Oliver J Canfell 1 2 3 , Robyn Littlewood 4 5 , Olivia Wright 6 , Jacqueline L Walker 6
  1. Digital Health Cooperative Research Centre, Australian Government, Sydney, NSW, Australia
  2. UQ Business School, The University of Queensland, St Lucia, QLD, Australia
  3. Centre for Health Services Research, The University of Queensland, Herston, QLD, Australia
  4. Health and Wellbeing Queensland, Australian Government, Brisbane, QLD, Australia
  5. Faculty of Health and Behavioural Sciences, The University of Queensland, St Lucia, QLD, Australia
  6. School of Human Movement and Nutrition Sciences, The University of Queensland, St Lucia, QLD, Australia

Introduction: Childhood overweight/obesity prevention requires prioritisation, yet clinical practice in Australia focuses on identification and treatment. A model that can accurately predict childhood overweight/obesity from the first 1,000 days may be a clinically useful preventive tool. This study aimed to develop and validate iPATHWAY–a model to predict childhood (age 8–9 years) overweight/obesity from infancy (age 12 months) using an Australian prospective birth cohort. 

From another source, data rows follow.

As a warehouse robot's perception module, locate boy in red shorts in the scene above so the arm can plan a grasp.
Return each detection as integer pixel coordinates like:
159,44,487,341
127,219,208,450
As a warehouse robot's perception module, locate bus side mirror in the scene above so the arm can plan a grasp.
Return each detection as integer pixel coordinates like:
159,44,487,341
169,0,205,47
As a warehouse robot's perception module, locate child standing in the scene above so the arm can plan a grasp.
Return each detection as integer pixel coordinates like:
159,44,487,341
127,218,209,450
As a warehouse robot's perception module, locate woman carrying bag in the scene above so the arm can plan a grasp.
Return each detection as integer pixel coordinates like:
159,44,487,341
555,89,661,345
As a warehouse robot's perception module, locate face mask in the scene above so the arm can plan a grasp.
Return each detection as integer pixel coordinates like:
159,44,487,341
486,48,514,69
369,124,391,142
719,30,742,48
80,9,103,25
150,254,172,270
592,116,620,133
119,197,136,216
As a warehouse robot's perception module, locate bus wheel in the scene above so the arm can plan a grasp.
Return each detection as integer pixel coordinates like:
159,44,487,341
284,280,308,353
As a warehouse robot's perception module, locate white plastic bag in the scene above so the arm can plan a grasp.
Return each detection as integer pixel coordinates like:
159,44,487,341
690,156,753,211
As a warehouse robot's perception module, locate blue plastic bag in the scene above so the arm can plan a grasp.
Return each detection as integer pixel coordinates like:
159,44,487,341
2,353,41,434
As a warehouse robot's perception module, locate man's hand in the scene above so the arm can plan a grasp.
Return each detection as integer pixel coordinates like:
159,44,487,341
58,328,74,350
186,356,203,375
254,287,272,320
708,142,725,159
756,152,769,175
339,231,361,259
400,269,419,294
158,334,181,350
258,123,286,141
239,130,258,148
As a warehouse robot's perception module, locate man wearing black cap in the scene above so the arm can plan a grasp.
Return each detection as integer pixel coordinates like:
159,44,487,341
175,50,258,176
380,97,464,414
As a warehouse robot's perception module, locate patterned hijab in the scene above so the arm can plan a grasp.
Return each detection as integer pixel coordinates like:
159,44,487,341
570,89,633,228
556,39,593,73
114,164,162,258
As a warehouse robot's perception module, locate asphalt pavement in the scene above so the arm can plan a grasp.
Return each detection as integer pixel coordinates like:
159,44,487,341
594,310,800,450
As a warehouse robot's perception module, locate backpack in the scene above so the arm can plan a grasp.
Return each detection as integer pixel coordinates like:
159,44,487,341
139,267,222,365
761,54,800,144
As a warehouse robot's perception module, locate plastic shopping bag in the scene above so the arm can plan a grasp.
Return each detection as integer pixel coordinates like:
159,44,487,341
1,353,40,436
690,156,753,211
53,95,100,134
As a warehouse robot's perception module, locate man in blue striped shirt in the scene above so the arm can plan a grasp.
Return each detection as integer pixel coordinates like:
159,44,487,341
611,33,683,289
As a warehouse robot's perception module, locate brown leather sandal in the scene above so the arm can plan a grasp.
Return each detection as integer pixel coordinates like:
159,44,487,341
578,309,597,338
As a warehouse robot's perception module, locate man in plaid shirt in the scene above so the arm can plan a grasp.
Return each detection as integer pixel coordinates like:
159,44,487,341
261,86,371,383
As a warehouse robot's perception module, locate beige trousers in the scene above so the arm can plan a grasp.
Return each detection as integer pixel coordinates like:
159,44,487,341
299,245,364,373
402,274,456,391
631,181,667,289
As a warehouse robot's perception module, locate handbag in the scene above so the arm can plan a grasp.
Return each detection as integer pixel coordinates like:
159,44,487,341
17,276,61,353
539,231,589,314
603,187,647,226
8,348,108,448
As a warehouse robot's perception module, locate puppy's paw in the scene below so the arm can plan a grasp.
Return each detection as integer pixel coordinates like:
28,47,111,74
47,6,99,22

Methods: The Transparent Reporting of a multivariable Prediction model for individual Prognosis or Diagnosis (TRIPOD) checklist was followed. Participants were n=1947 children (aged 8–9 years) from the Raine Study Gen2 – an Australian prospective birth cohort – who had complete anthropometric measurement data available at follow up. The primary outcome was childhood overweight or obesity (age 8–9 years), defined by age‐ and gender‐specific cut‐offs. Multiple imputation was performed to handle missing data. Predictors were selected using 2000 unique backward stepwise logistic regression models. Predictive performance was assessed via: calibration, discrimination and decision‐threshold analysis. Internal validation of iPATHWAY was conducted using bootstrapping (1000 repetitions) to adjust for optimism and improve reliability. A clinical model was developed to support relevance to practice.  

Results: At age 8–9 years, 18.9% (n=367) of children were classified with overweight or obesity. iPATHWAY predictors included: weight change (0–1 year); maternal pre‐pregnancy body mass index (BMI); paternal BMI; maternal smoking during pregnancy; premature birth; infant sleep patterns; and sex. After validation, predictive accuracy was acceptable: calibration slope=0.956 (0.952–0.960), intercept=−0.052 (−0.063, −0.048), area under the curve=0.737 (0.736–0.738), optimised sensitivity=0.703(0.568–0.790), optimised specificity=0.646 (0.571–0.986). The clinical model retained acceptable predictive accuracy without paternal BMI. 

Conclusion: iPATHWAY is a simple, valid and clinically relevant prediction model for childhood overweight/obesity - the first in Australia. After further validation, this model can influence state and national health policy for overweight/obesity screening in the early years.